Re: Internationalised Computer Science Exercises

Philippe Verdy via Unicode Wed, 31 Jan 2018 23:07:00 -0800

2018-02-01 2:38 GMT+01:00 Richard Wordingham via Unicode <
unicode@unicode.org>:

> On Wed, 31 Jan 2018 19:45:56 +0100
> Philippe Verdy via Unicode <unicode@unicode.org> wrote:
>
> > 2018-01-29 21:53 GMT+01:00 Richard Wordingham via Unicode <
> > unicode@unicode.org>:
>
> > > On Mon, 29 Jan 2018 14:15:04 +0100
> > > <U WITH DIAERESIS AND MACRON> was meant to be an example of a
> > > searched string.  For example, <U WITH DIARESIS AND MACRON,
> > > COMBINING DOT BELOW> contains, under canonical equivalence, the
> > > substring <U WITH DIAERESIS, COMBINING DOT BELOW>.  Your regular
> > > expressions would not detect this relationship.
>
> > My regular expression WILL detect this: scanning the text implies
> > first composing it to "full equivalent decomposition form" (without
> > even reordering it, and possibly recompose it to NFD) while reading
> > it and bufering it in forward direction (it just requires the
> > decomposition pairs from the UCD, including those that are "excluded"
> > from NFC/NFD).
>
> No.  To find <LATIN SMALL LETTER A WITH CIRCUMFLEX AND COMBINING DOT
> BELOW>, you constructed, on "Sun, 28 Jan 2018 20:30:44 +0100":
>
>   <LATIN SMALL LETTER A>

  [[ [^[[:cc=0:]]] - [[:cc=above:][:cc=below:]] ]] *

  ( <COMBINING CIRCUMFLEX>

    [[ [^[[:cc=0:]]] -   [[:cc=above:][:cc=below:]] ]] *

    <COMBINING DOT BELOW>
>   | <COMBINING DOT BELOW>

     [[ [^[[:cc=0:]]] - [[:cc=above:][:cc=below:]] ]] *

    <COMBINING  CIRCUMFLEX>
>
> To be consistent, to find <U WITH DIAERESIS, COMBINING DOT BELOW> you
> would construct
>
>   <LATIN SMALL LETTER U>
>   [[ [^[[:cc=0:]]] - [[:cc=above:][:cc=below:]]]] *
>  ( <COMBINING DIAERESIS>
>    [[ [^[[:cc=0:]]] - [[:cc=above:][:cc=below:]] ]]*
>    <COMBINING DOT BELOW>
>  | <COMBINING DOT BELOW>
>    [[ [^[[:cc=0:]]] - [[:cc=above:][:cc=below:]] ]]*
>    <COMBINING DIAERESIS>
>  )
>
> (A final ')' got lost between brain and text; I have restored it.)
>

This was a minor omission, ONLY this final parenthese was missing, as it
was truncated from its last single line where this was the only character
(don't know why it was truncated there, but is easy to restore). You did
not correct anything else.

>
> However, <U WITH DIARESIS AND MACRON, COMBINING DOT BELOW> decomposes to
> <LATIN SMALL LETTER U, COMBINING DIAERESIS, COMBINING MACRON, COMBINING
> DOT BELOW>.  It doesn't match your regular expression, for between
> COMBINING
> DIAERESIS and COMBINING DOT BELOW there is COMBINING MACRON, for which
> ccc = above!
>

And my regexp contained all the necessay asterisk, so yes it does not match
because the combining macron blocks the combining dot below and combining
diaeresis from commuting, and so there's no canonical equivalence. <U,DOT
BELOW,MACRON,DIAERESIS> or  <U WITH  MACRON,DOT BELOW,DIAERESIS> cannot be
matched in any case by searching  <U,DOT BELOW,DIAERESIS> using canonical
equivalence rules.

So this regexp is perfectly correct. No error at all (except the missing
final parenthese), and my argument remains valid.

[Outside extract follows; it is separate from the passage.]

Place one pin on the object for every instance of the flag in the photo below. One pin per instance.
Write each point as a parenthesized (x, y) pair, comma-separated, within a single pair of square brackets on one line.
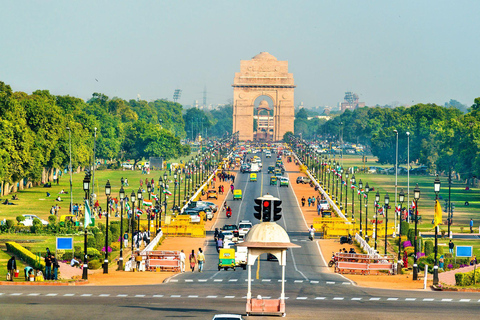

> > The regexp exgine will then only process the "fully decomposed" input
> > text to find matches, using the regexp transformed as above (which
> > has some initial "complex" setup to "fully decompose" the initial
> > regexp), but only once when constructing it, but not while processing
> > the input text which can be then done straightforward with its full
> > decomposition easily performed on the fly without any additional
> > buffering except the very small lookahead whose length is never
> > longer than the longest "canonical" decompositions in the UCD, i.e.
> > at most 2 code points of look ahead).
>
> Nitpick: U+1F84 GREEK SMALL LETTER ALPHA WITH PSILI AND OXIA AND
> YPOGEGRAMMENI decomposes to <U+03B1, U+0313, U+0301, U+0345>.
>
> Conversion to NFD on input only requires a small buffer for natural
> orthographies.  I suspect the worst in natural language will come from
> either narrow IPA transcriptions or Classical Greek.
>

OK, the canonical decompositions may expand to more than 2, because some
canonical decomposition pairs may contain decomposable pais, but this is
still bounded (4 here). The complete set of full decompositions from the
UCD is well known, it fits in a resonnably small static table for each
version of Unicode (and its size grows very slowly only when there are new
character encoded that are decomposable without breaking the statibility
rules about all existing combining characters). Even if this expands the
input text to 4 times its length (in number of code points), it will still
be a very small input look ahead buffer.

Very few entries in this table will be decomposable to more than 2 and this
only occurs for the oldest characters in Unicode, notably in Greek because
there's a **single** case of a combining character that has a canonical
decomposition pair (this comes from the encoding of a combining character
mapped for compatibility from a legacy non-Unicode charset).
All the other pairs are a base character (cc=0), possibly decomposable
again only one time (e.g. Vietnamese Latin letters and a single non
decomposable combining character with cc>0), and fully decomposable to 3
characters: these encoded characters have multiple diacritics, and are
quite rare in the UCD except in the extended Latin blocks.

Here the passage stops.